To begin with, he cannot communicate with the Maori people whom he should dominate; he doesn’t know their language and he isn’t keen on learning it. Without Alisdair who translates, George wouldn’t even be able to give his orders to those he pays for their labor. George can’t communicate with Ada either, because he refuses to listen to her starting from when he refuses to take her piano into the house. The only person he can communicate is the religious housemaid, who is a shallow woman with no intellect nor empathy to understand Ada. She keeps feeding George with unintelligent explanations about why Ada acts the way she does; and asking George whether Ada got any more affectionate.

George is unable to make anyone love him, and this is his greatest weakness. He tries to be the cold, insensitive colonialist his position requires him to be, but he seems ridiculous at being the authority figure. He ‘meant to love’ Ada as he puts it; but treating her as if he owns her has nothing to do with love. He acts, but he can’t express himself. He keeps talking, but no one listens to him. He is voiceless. Not only is George unable to be heard, he is unable to hear. Only after he learns Ada is deeply in love with Alisdair that George hears her. Standing in contrast with him, Ada has a loud character and has influence over people’s lives.

George has a desire to rule over people’s lives. However, to dominate people he first needs to understand them. He lacks the empathy and sincerity; he says lines and performs actions as if there is a prewritten script; he is trying to play his role successfully. Even his craziest action, cutting Ada’s finger off, is an imitation of the aggressive husband in the play the household staged out. He has no idea who he should be, or how he can be the person he thinks he should be. He fails to fulfil the part he thinks he has to fulfil. Whereas Ada’s and Alisdair’s actions come from their inner motivations, George’s actions come from social prejudices about how he ought to act. Thus, he has no voice, and he has no power over other’s lives, even his own.

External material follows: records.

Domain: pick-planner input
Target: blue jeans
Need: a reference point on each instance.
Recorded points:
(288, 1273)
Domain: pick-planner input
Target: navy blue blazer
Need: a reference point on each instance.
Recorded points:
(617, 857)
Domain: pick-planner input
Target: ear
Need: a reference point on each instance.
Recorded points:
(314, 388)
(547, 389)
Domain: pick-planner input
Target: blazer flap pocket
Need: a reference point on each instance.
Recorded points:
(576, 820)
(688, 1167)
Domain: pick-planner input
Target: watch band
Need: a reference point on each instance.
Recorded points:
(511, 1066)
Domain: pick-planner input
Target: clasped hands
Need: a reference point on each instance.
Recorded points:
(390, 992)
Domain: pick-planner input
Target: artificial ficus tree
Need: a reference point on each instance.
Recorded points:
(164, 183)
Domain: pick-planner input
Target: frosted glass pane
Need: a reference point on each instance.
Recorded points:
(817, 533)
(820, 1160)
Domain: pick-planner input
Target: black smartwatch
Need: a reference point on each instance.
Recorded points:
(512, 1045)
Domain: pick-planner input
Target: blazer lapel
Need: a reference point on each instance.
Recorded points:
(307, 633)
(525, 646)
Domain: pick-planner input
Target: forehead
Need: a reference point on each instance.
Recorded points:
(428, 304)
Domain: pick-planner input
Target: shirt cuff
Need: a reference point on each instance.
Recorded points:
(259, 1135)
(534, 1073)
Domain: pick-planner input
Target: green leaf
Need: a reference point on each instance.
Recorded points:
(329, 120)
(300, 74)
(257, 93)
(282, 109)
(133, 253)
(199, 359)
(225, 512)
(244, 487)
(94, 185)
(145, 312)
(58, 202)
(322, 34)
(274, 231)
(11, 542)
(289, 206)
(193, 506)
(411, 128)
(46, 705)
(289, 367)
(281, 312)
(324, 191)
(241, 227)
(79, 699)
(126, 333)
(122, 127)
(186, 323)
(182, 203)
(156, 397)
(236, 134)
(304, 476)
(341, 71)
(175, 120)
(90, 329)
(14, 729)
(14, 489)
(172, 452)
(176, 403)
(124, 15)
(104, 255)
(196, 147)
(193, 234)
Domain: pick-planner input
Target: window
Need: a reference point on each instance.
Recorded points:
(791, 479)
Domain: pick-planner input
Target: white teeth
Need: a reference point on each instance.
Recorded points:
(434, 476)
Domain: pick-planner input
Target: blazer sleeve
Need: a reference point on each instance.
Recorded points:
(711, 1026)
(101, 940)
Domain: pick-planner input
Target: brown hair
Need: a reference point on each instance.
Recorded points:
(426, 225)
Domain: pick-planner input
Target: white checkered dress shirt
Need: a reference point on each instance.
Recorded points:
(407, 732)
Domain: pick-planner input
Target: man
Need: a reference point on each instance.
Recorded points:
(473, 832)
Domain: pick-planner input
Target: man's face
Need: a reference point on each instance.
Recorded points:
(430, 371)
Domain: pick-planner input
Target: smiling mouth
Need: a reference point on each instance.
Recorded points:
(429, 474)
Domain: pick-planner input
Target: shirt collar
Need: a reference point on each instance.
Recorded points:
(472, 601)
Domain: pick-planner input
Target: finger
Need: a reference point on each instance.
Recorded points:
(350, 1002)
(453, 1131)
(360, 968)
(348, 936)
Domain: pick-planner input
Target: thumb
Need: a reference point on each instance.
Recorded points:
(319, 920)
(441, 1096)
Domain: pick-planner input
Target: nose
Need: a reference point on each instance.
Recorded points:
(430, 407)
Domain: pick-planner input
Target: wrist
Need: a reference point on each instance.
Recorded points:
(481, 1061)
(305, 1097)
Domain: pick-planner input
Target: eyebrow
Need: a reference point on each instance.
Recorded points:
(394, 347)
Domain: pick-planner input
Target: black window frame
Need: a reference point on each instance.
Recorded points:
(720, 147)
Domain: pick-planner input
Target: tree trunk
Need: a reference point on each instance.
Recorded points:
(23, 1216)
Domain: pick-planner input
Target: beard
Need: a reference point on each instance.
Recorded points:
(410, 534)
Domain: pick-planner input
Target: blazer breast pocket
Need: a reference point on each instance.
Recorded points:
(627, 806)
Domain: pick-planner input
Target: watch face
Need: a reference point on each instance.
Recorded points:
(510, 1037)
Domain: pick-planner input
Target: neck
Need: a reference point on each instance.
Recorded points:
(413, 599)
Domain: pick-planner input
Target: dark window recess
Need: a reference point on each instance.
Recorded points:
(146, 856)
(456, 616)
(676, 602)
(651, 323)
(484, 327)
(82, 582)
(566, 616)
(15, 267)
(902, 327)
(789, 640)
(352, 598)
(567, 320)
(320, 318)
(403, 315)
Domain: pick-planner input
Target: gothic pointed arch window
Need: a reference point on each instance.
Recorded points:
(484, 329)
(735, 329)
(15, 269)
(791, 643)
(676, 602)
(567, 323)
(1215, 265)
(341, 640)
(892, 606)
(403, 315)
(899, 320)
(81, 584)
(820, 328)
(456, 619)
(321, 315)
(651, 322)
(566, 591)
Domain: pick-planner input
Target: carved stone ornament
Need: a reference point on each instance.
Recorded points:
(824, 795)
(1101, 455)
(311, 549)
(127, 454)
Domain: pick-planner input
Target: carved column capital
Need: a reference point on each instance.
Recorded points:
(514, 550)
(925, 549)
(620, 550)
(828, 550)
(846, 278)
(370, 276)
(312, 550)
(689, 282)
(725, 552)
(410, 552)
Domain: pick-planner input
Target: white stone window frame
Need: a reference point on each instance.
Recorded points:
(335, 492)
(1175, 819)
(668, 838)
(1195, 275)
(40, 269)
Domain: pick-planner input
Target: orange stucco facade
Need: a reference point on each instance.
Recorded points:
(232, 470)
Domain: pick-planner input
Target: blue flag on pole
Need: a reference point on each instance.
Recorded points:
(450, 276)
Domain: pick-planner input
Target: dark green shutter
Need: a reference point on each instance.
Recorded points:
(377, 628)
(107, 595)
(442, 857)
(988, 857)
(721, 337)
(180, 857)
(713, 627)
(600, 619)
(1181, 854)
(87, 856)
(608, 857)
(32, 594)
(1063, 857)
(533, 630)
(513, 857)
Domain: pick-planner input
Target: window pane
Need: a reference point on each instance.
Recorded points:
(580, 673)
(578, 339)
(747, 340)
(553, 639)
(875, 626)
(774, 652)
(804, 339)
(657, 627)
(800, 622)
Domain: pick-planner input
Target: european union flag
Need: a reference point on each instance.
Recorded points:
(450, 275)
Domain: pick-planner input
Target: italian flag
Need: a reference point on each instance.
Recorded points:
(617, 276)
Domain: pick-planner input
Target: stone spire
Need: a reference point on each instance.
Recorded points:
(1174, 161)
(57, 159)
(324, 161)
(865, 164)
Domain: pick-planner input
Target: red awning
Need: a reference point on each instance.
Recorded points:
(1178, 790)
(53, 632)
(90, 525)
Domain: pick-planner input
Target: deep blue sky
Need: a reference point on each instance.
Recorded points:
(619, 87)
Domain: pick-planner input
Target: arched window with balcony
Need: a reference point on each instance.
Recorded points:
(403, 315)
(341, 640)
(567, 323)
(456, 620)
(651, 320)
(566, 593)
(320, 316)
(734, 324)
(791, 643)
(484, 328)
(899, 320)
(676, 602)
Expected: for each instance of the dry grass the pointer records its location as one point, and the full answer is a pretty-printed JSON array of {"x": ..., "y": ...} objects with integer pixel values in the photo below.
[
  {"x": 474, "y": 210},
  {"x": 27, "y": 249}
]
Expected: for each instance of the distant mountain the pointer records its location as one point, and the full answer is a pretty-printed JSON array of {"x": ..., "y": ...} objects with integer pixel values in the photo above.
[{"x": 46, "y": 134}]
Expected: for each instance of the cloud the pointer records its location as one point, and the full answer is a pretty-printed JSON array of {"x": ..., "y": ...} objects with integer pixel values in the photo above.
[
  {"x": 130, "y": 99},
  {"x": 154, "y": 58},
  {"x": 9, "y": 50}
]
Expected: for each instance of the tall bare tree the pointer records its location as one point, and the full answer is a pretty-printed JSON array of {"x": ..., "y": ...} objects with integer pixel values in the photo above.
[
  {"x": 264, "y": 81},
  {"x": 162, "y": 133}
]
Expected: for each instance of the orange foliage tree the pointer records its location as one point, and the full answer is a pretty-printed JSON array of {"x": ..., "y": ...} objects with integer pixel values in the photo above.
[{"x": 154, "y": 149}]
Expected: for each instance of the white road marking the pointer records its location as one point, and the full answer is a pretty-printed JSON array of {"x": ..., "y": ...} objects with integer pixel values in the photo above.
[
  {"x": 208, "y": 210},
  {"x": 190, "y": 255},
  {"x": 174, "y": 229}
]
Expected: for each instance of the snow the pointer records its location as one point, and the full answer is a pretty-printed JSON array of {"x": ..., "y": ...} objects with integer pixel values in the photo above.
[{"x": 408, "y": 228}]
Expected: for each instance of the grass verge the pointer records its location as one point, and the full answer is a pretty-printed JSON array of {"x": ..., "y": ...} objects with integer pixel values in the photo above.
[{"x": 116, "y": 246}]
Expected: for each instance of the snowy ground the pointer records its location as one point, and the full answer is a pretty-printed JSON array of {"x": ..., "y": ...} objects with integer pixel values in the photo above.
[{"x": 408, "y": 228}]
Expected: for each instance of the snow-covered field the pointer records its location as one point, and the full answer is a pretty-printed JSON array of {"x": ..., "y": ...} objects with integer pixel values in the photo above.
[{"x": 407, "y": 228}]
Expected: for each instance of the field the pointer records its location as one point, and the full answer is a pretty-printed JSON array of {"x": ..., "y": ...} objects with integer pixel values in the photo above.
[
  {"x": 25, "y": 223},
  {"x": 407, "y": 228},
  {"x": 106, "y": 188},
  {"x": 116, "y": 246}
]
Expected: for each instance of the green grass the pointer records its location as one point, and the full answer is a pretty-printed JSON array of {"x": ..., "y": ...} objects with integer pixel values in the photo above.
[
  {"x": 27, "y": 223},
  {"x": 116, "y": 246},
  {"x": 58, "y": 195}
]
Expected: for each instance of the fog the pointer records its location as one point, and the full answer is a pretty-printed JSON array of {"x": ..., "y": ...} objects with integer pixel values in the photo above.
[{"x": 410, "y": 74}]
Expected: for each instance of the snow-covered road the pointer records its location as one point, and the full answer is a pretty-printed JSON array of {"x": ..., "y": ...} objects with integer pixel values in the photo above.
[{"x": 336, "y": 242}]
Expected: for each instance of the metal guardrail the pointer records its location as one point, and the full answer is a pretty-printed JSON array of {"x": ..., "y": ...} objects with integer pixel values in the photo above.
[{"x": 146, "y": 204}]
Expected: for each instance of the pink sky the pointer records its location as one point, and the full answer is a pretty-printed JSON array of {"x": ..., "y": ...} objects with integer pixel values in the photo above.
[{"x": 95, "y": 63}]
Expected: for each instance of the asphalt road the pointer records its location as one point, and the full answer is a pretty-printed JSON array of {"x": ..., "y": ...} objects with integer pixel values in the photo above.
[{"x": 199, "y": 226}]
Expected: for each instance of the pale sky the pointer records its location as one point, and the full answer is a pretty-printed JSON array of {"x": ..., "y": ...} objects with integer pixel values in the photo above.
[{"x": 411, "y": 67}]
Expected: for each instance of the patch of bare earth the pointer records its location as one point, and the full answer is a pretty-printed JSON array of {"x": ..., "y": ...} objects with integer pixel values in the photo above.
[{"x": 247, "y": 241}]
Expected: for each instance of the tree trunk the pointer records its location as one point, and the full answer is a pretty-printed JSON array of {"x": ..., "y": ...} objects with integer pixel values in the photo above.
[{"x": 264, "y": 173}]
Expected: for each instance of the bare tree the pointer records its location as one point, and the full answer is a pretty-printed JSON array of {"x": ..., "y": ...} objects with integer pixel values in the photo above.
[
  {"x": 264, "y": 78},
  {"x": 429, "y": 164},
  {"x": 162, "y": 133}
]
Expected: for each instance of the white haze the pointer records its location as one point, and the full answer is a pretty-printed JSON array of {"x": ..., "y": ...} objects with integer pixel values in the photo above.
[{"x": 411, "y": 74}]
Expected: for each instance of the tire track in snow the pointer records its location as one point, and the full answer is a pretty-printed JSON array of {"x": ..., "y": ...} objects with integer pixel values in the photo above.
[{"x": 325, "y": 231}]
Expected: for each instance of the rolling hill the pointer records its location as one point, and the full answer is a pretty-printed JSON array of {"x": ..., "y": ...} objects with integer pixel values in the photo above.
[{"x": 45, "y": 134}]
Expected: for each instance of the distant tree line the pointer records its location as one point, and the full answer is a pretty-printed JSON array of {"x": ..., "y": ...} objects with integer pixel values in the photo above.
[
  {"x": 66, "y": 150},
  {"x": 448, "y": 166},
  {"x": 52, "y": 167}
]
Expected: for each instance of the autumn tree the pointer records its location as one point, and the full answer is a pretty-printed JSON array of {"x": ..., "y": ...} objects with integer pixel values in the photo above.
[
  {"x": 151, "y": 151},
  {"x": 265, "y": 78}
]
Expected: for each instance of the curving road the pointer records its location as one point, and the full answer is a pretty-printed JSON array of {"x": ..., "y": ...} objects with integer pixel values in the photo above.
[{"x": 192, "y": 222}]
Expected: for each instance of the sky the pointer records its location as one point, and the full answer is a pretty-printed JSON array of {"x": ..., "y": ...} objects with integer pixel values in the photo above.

Throughout the story, Ada proves to be a strong and loud individual; and she seeks to experience pleasure rather than to give it. When Alisdair offers her the bargain, Ada’s only desire is towards the piano. Thus, Alisdair is no less guilty than George for dictating Ada what to do; he forces her into obeying him as he does what he pleases. He touches her, first small parts of her body, and then her naked body. As the bargain continues, Ada seems to be playing her part only to reach her goal of earning her piano back. After Alisdair breaks the deal, saying that it makes him wretched and Ada a whore, Ada’s attitude changes.

No one could have Ada’s heart by imprisoning her body. Once the chains are broken, Ada longs for the touch she had been accustomed to. Ada has her piano back, but now she longs for more; her desire has taken a new form. She tries to replace Alisdair with George, trying to feed her senses by touching him, still she doesn’t let him touch her. Unable to move and touch, George trembles under Ada’s touch as Ada explores the curves of his body. Ada’s senses now exceed what she can show through her piano, and she is no longer the little girl she once was. She is completely on her own now, apart from her piano and her daughter (Flora, played by Anna Paquin).

The ending is bittersweet. It looks like a happy ending, yet something feels wrong. Is it her lost finger? Is it her lost piano? Is it her lost silence? Will Ada and Alisdair’s love and desire survive their new location? Will the two outcasts be able to survive there? Ada is practicing speaking now. She lost her piano, yet she is gaining her voice. Still one wonders whether she will be able to survive the loss of her silence, because many times silence was her real language.

She no longer has her piano, which was her voice apart from her silence. How long will her desires survive without the piano? The image of her floating figure at the bottom of the ocean hovers over her new life. Her hand that touched the surface of the water has seen the depths of the water. She survived, then why a part of her still dreams of being at the bottom of the ocean?